Klare Leitsatzverstöße erkannte der BAG-Ausschuss auf der Homepage einer SHO. Die hatte einen aktiven Link zur Internetseite eines Gesundheitsunternehmens geschaltet, das obendrein Inhaber auch der Webseiten war, die unter dem Namen der SHO firmierten.

Durchgecheckt hat das Gremium auch ein "Schwerpunktheft" einer SHO. Dabei kam heraus, dass ein redaktioneller Beitrag "zu einem bestimmten" Wirkstoff in unmittelbarer Nähe zu einer bezahlten Anzeige stand, die für ein Produkt warb, das eben diese Substanz "in besonders großem Umfang" enthält - auch solche Werbepraktiken sind unvereinbar mit den Regeln der Selbsthilfe.

Die Selbstkontrolle ist als lernendes System gedacht; von konkreten Sponsoringerfahrungen ausgehend sollen auch "Präzisierungen und Ergänzungen" der Leitsätze erfolgen. Wo die BAG "Weiterentwicklungsbedarf" zur Sicherung der Unabhängigkeit sieht, zeigen die Geschäfte zweier SHO, die von sich aus um Begutachtung ihrer Aktivitäten gebeten hatten. Angestellte des einen Verbandes hatten für dessen Mitgliederzeitschrift über 100.000 Euro für Werbeanzeigen eingeworben - pro Jahr.

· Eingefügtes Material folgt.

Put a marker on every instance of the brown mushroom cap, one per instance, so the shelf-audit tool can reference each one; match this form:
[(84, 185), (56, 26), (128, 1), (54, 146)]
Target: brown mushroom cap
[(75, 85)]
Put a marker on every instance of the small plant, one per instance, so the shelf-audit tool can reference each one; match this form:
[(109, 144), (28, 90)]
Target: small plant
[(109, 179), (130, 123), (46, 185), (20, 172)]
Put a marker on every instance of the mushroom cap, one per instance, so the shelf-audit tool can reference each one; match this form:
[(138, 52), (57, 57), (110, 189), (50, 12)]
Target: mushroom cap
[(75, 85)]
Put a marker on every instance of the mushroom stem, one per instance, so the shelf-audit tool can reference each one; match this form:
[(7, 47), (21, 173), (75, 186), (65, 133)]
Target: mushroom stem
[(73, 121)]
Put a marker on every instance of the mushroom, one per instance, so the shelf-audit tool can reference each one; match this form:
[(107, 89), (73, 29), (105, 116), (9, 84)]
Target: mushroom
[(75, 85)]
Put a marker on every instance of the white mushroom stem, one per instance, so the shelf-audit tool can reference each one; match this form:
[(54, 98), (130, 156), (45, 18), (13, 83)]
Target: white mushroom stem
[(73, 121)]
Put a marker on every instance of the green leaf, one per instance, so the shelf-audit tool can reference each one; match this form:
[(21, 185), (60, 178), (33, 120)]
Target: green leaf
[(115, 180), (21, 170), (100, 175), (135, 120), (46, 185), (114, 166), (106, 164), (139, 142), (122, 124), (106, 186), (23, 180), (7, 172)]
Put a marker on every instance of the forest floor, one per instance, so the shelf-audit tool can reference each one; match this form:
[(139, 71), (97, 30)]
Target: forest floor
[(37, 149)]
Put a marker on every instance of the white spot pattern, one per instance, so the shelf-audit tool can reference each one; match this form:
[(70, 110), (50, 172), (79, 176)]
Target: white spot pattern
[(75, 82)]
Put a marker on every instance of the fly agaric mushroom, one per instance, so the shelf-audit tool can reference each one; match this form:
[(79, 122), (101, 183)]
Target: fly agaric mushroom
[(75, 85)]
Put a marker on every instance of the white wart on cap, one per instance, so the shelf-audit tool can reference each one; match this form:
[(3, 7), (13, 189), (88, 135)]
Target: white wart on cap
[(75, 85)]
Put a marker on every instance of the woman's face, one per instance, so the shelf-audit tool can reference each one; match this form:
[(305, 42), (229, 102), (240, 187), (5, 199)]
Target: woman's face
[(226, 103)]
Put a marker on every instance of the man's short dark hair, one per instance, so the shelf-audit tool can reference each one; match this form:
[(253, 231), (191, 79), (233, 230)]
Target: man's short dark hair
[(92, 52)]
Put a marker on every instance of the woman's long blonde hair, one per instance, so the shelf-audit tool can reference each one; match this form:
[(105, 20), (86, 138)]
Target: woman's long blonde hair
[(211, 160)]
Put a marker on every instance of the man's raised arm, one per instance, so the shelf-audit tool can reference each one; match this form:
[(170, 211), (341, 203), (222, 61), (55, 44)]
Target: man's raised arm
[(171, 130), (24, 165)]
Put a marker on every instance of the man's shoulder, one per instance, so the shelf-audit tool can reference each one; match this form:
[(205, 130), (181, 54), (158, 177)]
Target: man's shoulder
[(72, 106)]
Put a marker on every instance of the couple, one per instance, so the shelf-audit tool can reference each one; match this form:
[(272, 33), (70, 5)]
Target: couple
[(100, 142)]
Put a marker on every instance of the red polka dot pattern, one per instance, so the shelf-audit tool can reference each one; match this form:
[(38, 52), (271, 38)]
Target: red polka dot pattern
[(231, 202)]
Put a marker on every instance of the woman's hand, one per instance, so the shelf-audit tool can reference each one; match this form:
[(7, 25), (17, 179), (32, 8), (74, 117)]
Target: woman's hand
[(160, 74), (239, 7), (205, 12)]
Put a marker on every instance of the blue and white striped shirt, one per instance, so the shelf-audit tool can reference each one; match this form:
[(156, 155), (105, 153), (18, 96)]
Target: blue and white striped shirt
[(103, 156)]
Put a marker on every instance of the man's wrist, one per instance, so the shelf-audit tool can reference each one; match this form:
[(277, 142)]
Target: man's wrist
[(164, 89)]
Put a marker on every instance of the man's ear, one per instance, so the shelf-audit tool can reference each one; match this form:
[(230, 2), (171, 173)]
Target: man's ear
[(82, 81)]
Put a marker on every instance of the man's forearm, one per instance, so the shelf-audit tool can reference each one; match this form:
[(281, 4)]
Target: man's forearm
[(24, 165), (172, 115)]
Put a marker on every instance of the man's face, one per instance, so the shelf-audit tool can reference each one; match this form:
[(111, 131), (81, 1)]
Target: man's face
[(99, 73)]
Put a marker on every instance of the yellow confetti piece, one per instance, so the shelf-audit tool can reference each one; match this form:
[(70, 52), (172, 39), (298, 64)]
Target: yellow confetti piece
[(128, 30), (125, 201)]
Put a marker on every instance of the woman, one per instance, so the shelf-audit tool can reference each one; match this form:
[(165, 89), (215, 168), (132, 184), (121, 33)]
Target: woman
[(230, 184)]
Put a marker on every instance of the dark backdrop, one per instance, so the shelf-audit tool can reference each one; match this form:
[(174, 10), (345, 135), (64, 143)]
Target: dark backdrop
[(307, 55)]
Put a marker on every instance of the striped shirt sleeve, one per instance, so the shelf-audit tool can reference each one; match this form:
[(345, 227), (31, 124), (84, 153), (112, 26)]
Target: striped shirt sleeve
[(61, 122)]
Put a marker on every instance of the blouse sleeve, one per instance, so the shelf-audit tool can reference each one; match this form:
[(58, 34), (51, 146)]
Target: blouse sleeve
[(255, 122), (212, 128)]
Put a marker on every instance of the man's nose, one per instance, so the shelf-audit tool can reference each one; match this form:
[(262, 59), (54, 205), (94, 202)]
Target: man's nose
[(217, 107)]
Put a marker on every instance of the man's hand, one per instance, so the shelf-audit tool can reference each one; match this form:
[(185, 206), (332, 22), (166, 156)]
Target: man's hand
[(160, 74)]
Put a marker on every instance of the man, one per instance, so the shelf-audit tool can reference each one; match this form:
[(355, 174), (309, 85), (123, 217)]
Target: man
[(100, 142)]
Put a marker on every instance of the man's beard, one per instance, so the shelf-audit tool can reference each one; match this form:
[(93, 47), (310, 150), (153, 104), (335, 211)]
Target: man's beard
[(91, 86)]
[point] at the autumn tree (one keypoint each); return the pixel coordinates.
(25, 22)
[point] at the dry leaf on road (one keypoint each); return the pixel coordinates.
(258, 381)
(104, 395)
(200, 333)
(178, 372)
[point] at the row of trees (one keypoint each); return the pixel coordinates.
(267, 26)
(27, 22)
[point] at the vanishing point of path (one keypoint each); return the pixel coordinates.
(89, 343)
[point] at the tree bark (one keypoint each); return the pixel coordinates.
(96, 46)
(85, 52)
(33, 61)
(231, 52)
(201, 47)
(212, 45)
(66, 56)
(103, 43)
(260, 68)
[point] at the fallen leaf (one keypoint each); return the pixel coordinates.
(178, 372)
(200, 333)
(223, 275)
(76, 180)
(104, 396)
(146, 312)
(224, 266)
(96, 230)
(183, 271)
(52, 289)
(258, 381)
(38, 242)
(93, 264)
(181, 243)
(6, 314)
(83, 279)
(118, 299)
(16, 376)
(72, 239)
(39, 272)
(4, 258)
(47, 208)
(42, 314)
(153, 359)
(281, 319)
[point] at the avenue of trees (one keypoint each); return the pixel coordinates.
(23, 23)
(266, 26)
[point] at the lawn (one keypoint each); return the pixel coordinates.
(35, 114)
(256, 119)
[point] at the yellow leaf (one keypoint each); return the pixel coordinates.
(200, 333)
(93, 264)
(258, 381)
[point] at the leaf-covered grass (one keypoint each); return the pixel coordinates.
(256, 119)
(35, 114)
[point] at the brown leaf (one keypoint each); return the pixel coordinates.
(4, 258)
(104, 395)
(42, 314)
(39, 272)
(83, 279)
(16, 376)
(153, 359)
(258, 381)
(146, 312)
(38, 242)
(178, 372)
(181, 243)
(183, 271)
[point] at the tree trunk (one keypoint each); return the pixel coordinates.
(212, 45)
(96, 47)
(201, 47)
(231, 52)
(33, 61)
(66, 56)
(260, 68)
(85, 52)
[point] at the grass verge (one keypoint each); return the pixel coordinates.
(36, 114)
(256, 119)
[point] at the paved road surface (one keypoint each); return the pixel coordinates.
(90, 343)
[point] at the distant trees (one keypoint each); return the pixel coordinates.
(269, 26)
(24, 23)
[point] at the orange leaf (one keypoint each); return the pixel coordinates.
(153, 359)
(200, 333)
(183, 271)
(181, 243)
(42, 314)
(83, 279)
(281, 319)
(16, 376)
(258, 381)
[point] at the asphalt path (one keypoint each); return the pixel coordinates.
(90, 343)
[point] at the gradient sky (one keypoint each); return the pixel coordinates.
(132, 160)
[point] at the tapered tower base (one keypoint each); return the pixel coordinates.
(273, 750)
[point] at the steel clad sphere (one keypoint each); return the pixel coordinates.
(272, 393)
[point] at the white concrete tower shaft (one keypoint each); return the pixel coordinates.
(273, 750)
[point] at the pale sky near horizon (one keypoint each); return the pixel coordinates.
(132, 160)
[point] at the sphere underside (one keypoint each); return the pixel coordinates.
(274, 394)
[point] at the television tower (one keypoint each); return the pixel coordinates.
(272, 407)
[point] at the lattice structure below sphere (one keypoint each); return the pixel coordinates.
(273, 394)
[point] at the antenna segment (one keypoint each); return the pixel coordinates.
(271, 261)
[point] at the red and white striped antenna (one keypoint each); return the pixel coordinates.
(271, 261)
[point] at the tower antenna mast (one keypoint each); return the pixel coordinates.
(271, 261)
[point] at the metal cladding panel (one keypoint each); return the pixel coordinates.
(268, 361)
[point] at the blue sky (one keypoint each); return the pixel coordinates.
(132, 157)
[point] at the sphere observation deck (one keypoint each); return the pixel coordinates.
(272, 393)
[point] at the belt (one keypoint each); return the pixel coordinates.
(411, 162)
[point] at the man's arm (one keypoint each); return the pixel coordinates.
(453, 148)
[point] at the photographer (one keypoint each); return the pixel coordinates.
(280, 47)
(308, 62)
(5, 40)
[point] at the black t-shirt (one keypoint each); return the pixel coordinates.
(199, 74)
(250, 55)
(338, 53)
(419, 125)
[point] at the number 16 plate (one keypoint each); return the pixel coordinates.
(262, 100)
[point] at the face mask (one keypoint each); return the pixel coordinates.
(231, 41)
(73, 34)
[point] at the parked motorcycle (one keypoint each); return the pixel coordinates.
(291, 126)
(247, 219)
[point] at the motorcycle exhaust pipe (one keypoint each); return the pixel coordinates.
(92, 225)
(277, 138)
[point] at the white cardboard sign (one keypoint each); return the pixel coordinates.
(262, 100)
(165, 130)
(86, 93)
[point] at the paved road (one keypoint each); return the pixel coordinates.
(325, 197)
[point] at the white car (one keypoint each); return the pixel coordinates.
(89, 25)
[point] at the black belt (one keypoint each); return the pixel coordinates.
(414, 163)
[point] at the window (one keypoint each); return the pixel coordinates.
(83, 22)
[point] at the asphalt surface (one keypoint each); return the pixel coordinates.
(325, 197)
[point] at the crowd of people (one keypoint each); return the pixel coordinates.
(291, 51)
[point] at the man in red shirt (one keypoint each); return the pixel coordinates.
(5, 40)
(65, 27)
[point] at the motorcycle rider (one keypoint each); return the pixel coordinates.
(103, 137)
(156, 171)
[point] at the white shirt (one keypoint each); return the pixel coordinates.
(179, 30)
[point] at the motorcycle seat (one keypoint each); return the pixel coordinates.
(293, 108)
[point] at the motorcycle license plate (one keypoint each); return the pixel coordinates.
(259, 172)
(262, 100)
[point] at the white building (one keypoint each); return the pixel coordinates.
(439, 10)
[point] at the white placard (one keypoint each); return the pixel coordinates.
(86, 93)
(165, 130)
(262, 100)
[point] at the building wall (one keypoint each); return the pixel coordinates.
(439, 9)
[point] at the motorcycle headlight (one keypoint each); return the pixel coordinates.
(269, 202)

Die andere SHO wies für 2006 rund 60.000 Euro an Spenden aus. Etwa ein Drittel stammte von nur einer Firma, somit finanzierte sie mehr als 5 Prozent aller Verbandseinnahmen.

Beide Fälle bewertete der Monitoringausschuss als regelkonform, auch sei die Gemeinnützigkeit der SHO durch die Art der Zuwendungen nicht gefährdet. Dennoch soll nun in die Leitsätze aufgenommen werden, dass ein einziges Unternehmen höchstens 5 Prozent der Gesamteinnahmen einer SHO finanzieren dürfe. Wird dieser Anteil überschritten, muss die SHO künftig den Ausschuss informieren.

"Seitens der Öffentlichkeit" werde ein Sanktionenkatalog "angefragt", vermerkt der Tätigkeitsbericht und erklärt, jedermann könne bei Verdacht auf Missachtung der Leitsätze "Beanstandungen" bei den Monitoringgremien einreichen. "Bisher", so die Prüfer, "ließ sich jedoch aufgetretenes Fehlverhalten im innerverbandlichen Diskurs abstellen." Daher sei es auch nicht notwendig geworden, Verstöße namentlich zu veröffentlichen oder gar den Ausschluss einer SHO aus den Dachverbänden anzustrengen.